Die ukrainischen Fußballinstitutionen und das Außenministerium reagieren einhellig: Der ukrainische Fußballverband (UAF) forderte, Russland nicht in die Wettbewerbe zurückkehren zu lassen, solange der Krieg andauert, und Außenminister Andrij Sybiha betonte die menschlichen Verluste — fast 700 Kinder, die aufgrund der Kampfhandlungen nicht mehr spielen können. Das stärkt Kiews Argumentation gegen jede übereilte Reintegration.

Kontext: Sport, Verantwortung, Reputation

Es geht nicht nur um Attraktivität oder Einschaltquoten. Die globalen Fußballorganisationen stehen vor der Entscheidung zwischen dem Druck zur Apolitik und dem Risiko des sportswashing — der Nutzung des Sports zur politischen und reputationsbezogenen Rehabilitierung eines Aggressorstaates. Die Geste der Kinder aus Kiew verlagert diese Debatte in die Dimension der Ethik und der Sicherheit junger Sportler.

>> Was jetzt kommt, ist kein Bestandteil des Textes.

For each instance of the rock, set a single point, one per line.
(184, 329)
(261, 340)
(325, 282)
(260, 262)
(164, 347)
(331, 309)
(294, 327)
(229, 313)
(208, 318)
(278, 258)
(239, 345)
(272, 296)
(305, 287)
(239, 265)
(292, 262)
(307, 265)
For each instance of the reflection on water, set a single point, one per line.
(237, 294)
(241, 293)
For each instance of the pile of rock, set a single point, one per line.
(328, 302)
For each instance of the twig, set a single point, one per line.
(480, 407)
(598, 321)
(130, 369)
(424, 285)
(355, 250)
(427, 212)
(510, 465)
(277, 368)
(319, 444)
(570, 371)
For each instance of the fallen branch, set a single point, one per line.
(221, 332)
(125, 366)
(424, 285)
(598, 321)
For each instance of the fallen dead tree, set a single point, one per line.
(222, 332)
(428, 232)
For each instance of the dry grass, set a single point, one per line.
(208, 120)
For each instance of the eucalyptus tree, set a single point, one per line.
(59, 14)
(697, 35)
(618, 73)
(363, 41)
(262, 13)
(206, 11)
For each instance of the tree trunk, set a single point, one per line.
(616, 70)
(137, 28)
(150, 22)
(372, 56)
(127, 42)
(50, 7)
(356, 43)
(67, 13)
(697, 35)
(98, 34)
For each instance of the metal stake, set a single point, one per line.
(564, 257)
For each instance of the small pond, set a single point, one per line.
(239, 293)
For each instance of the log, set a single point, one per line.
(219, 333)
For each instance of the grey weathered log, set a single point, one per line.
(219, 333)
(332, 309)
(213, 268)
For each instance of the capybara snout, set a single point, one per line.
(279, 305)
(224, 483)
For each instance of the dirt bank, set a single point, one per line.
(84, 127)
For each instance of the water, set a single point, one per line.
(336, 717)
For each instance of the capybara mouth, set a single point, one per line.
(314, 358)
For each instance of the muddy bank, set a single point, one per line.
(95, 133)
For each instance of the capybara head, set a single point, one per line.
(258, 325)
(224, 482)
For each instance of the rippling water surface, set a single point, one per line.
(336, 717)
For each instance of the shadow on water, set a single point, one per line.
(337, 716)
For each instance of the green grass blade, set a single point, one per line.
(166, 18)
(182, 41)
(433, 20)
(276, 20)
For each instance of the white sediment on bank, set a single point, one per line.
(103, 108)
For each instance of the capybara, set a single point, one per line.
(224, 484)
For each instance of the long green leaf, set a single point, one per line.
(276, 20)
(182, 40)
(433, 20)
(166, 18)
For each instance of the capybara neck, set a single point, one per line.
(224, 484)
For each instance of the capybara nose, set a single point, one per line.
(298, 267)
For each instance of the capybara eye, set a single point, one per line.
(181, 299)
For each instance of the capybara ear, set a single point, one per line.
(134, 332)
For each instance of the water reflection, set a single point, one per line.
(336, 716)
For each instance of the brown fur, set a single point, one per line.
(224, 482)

„Der Fußball kann Hoffnung tragen. Dieser Ball aus Kiew steht für gemeinsame Verantwortung für die Zukunft dieser Kinder und des gesamten ukrainischen Sports.“

— Außenministerium der Ukraine

Was als Nächstes

Die Übergabe des Balls macht deutlich: Die Angelegenheit ist nicht mehr nur diplomatisch, sondern auch öffentlich — eine Geste, die die FIFA auffordert, die Stimmen der Kinder, der nationalen Verbände und der Partner zu berücksichtigen. Die nächsten Schritte — reicht die politische Entschlossenheit der internationalen Institutionen aus, die Prinzipien der Verantwortung statt einer schnellen Reintegration zu verteidigen? Die Antwort wird nicht nur die Reputation des Fußballs beeinflussen, sondern auch die Möglichkeit einer sicheren Kindheit für ukrainische Sportler.